J'avais prévenu les parents et les ados qu'ils seraient libres de 16 h à 18h30. Changement de programme à la dernière minute : Vous allez rester là. Je vous demande d'enchaîner italienne sur italienne jusqu'à l'heure du spectacle des petits, que vous regarderez depuis la salle. Vous n'avez pas le choix mais je pose la question quand même : est-ce que vous êtes tous d'accord ?
Ils sont tous d'accord. Je n'aurais pas eu besoin de faire le point, ils savaient déjà ce que j'allais leur dire, je ne l'ai fait que pour le principe. Ils savaient aussi cette notion de principe. Ils me connaissent bien.

Pendant la prestation des enfants, ils étaient dans la salle. Médusés. Et sans doute ils cogitaient, en même temps. Ça fait toujours du bien, de regarder ce que font les autres. Ça nous sort de notre petit monde perso.

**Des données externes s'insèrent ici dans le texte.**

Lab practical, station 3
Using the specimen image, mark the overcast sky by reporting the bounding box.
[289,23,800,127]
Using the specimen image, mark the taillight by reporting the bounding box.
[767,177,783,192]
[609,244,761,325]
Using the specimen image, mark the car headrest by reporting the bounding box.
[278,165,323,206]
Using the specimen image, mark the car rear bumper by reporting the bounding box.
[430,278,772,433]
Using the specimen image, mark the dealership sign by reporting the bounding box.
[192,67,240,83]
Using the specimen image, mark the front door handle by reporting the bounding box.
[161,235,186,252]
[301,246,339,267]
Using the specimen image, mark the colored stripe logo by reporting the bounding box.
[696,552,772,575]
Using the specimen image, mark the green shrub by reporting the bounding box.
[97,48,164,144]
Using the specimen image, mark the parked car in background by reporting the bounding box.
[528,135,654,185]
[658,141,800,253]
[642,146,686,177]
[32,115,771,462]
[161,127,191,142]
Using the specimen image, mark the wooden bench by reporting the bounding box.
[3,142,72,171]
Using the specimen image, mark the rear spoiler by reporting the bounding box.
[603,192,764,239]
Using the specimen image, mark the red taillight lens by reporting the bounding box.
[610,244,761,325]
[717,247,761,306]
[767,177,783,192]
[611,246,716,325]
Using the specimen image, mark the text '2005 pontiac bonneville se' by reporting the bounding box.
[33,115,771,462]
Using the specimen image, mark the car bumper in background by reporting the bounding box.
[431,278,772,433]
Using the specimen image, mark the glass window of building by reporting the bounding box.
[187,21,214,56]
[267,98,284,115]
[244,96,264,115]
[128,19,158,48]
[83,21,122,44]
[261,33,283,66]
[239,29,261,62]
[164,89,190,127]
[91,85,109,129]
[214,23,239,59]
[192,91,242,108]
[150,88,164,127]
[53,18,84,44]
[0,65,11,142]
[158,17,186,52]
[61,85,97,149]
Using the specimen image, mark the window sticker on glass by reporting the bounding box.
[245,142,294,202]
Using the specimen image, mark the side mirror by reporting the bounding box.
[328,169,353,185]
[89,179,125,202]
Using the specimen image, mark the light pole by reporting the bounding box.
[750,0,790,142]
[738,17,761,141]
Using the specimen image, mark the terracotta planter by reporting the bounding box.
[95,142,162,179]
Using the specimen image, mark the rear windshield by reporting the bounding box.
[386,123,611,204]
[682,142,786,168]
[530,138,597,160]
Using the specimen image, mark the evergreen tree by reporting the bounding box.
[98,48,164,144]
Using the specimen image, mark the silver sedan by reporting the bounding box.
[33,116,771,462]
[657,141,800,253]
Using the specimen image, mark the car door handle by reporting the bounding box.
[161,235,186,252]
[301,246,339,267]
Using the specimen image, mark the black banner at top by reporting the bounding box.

La pièce est longue. Le texte fourni et pas dans la simplicité. Une pièce qui donnerait du fil à retordre à des adultes. Voyez ? Les adultes de la troupe ont eux-mêmes organisé le réseau des souffleurs, au cas où. Ils ont d'ailleurs servi à deux trois reprises, je ne me suis rendue compte que de deux fois, pour "le commissaire" qui avait un rôle peu évident puisque omniprésent.
De mon côté, pendant que j'étais aux commandes du son, j'étais attentive à l'ensemble de la pièce "pour l'instant" et simultanément "pour la Nuit du Théâtre" à laquelle je les ai inscrits, début juillet. Deux regards différents et simultanés, donc, qui me servent à bosser et puis de toute manière c'est comme ça que je fonctionne ; sur l'instant et en projection d'après. Mais ça c'est mon problème, je gère ces différents types de regards simultanés, auxquels se rajoutent d'autres choses que je ne développerai pas non plus ici et qui concernent ma manière de fonctionner. Ys appellerait ça "le fonctionnement à tiroirs".

Pour cette première prestation, ils ont donné beaucoup et ce n'était pas facile. Ils s'en sont bien sortis, et j'avoue qu'ils avaient sans doute de quoi être claqués après le salut. Beaucoup de gens du public m'ont dit leur étonnement quant à la densité du texte que ces jeunes comédiens avaient eu à ingurgiter ; je crois que chaque prestation est une leçon de vie aussi pour le public.
J'ai pu de mon côté continuer à bosser pour l'après, et je sais déjà à partir de mercredi, quelles sont les modifications à apporter pour que la Nuit du Théâtre leur offre quelque chose d'encore plus peaufiné. Le théâtre c'est ça : vivant jusqu'au bout, évolutif toujours. On peut jouer cent fois une pièce, elle évolue toujours. C'est ça, notre fil du rasoir. Toujours vivant.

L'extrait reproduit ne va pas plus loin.